The girl next door and the vampire next door — it’s an odd pairing. And a testament to the talents of these two actors that it actually works. Who would have thought that Reese Witherspoon and Robert Pattinson would have believable chemistry on screen together? In a cut scene from “Vanity Fair,” after all, she played his mother. “Water for Elephants,” a slightly earnest ode to freedom for both animals and the humans who care for them, manages to perform this sleight of hand, much like the circus workers manage to shepherd the “rubes” into the big tent to part from their money. Jacob (Pattinson) is one of those workers, an unlikely job for a Cornell veterinary student. But when his parents die and leave him nothing but debt during the Depression, he doesn’t have much of a choice. The circus’ owner August (Christoph Waltz) soon sees he has a talented young man on his hands who can do more than shovel manure. He appoints him trainer of his newest star attraction, an old elephant named Rosie who seems unwilling to perform. Jacob soon falls in love with the beast — and with August’s other star attraction, his beautiful performing wife, Marlena (Witherspoon).

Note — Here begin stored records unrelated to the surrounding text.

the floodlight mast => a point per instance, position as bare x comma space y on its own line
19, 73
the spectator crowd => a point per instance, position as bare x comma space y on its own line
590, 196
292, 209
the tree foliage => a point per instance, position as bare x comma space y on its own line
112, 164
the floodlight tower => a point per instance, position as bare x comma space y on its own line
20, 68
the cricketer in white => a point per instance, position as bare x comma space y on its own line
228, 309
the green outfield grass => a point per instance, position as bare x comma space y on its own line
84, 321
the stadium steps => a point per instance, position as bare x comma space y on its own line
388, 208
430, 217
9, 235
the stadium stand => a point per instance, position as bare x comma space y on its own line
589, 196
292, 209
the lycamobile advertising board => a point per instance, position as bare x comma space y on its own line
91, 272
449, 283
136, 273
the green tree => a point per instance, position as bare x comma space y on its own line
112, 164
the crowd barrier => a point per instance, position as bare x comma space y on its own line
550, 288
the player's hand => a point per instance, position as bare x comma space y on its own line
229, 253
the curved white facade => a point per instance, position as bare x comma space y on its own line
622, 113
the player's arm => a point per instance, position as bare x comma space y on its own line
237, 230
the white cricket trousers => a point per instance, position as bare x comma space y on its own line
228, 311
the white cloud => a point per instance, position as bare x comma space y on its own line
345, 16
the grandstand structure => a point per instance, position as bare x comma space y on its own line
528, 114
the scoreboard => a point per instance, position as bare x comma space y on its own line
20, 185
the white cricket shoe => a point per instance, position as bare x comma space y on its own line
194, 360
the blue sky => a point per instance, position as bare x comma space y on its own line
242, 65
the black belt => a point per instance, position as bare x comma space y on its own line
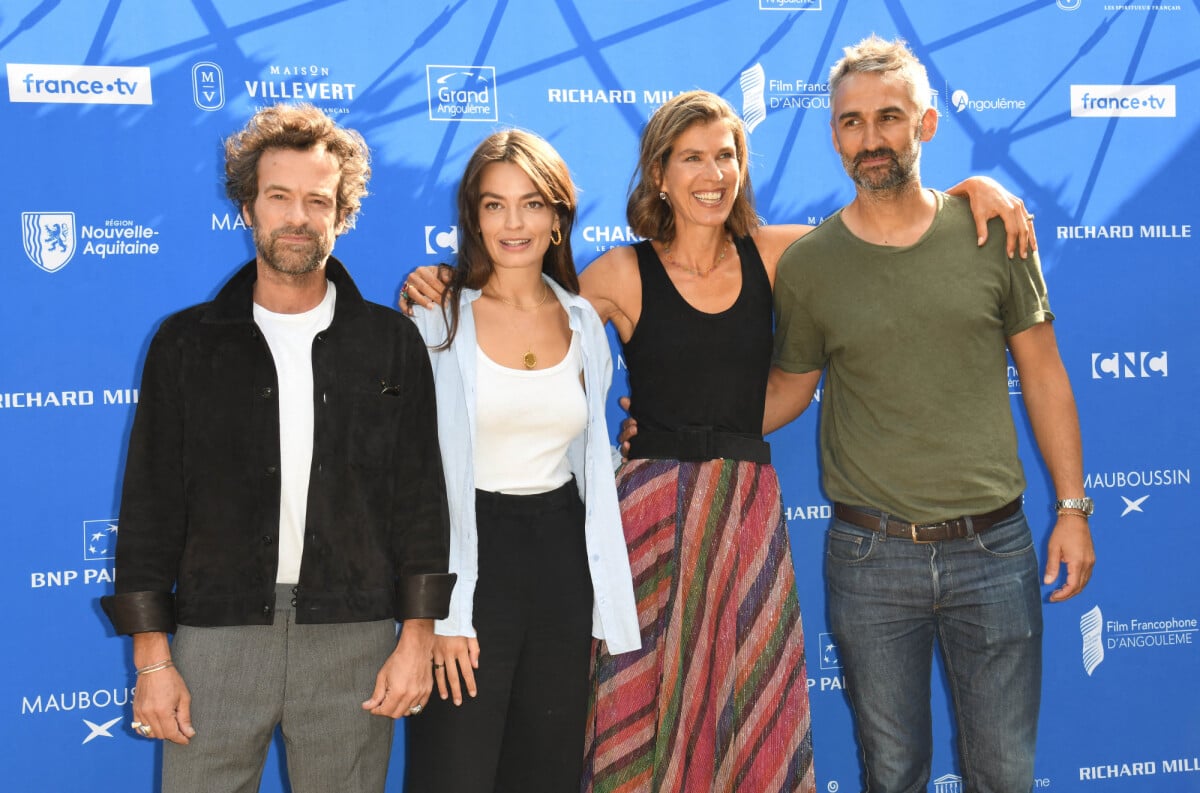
696, 444
959, 528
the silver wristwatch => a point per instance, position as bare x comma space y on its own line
1084, 505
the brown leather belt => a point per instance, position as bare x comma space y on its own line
959, 528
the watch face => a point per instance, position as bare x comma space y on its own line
1084, 505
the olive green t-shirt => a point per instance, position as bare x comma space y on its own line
915, 415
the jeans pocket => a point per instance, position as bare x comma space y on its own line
1009, 538
850, 546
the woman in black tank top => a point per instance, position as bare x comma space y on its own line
701, 505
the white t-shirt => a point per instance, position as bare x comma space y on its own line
291, 336
525, 421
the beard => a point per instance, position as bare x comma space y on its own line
291, 258
900, 170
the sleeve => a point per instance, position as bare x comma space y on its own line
153, 515
421, 527
799, 346
1026, 302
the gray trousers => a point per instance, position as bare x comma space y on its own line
310, 680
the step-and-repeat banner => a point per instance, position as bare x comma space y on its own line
114, 216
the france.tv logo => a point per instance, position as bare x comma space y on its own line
462, 92
63, 83
48, 238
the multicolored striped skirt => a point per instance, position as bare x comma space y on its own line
717, 698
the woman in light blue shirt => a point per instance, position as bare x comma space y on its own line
522, 367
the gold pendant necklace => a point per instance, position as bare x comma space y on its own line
529, 359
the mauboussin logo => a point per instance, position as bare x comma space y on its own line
462, 92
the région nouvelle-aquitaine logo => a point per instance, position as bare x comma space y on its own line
48, 238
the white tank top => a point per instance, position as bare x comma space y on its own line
289, 336
525, 421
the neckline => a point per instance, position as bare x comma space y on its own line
553, 368
675, 289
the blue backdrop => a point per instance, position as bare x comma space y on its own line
114, 217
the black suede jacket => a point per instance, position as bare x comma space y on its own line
199, 517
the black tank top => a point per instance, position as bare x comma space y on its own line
690, 368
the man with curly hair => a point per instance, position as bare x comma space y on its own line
283, 504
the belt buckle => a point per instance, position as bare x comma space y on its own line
915, 527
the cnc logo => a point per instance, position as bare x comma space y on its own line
208, 85
1128, 366
441, 239
948, 784
1116, 101
49, 239
761, 95
99, 540
58, 83
462, 92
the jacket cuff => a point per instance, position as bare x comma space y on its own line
141, 612
424, 596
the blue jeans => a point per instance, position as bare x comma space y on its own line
888, 599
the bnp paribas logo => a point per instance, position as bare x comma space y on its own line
48, 238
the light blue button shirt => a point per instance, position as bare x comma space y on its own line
615, 608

We know August is a bad man, because he mistreats his animals. This is a circus, not a nature preserve, and August has a huge crew to support at a time when jobs are scarce. The film is at least nuanced enough to make us understand this, though August is otherwise a bit of a caricature. Played by Waltz, though, the Austrian actor who was so memorable in “Inglourious Basterds,” he’s a flesh-and-blood man who even (albeit rarely) commands our sympathy. He offers Jacob a new home, one filled with beauty and magic that the average person might only get to see once a year. “You must learn, dear boy, that the rules of these United States of Suckers do not apply to us,” August tells Jacob as he charms him into the circus family.
| On screen |
| ‘Water for Elephants’ |
| 3 out of 5 stars |
| Stars: Robert Pattinson, Reese Witherspoon, Christoph Waltz |
| Director: Francis Lawrence |
| Rated: PG-13 for moments of intense violence and sexual content |
| Running time: 122 minutes |
But Jacob can’t feel comfortable there while he watches the stunning Marlena throw away her youth and beauty on a man who sees her much like that performing elephant. It’s easy to see why Jacob falls in love with her almost at first sight. It takes her longer — but it’s inevitable once she realizes that Jacob wants only her happiness, whether or not it includes him.
“The Benzini Brothers outdid God himself. They created heaven in one day,” the older Jacob (Hal Holbrook) says of the circus troupe that took him in. One gets the sense, watching this predictable but dazzling film, that we all lost something when the circus became safer, but less thrilling.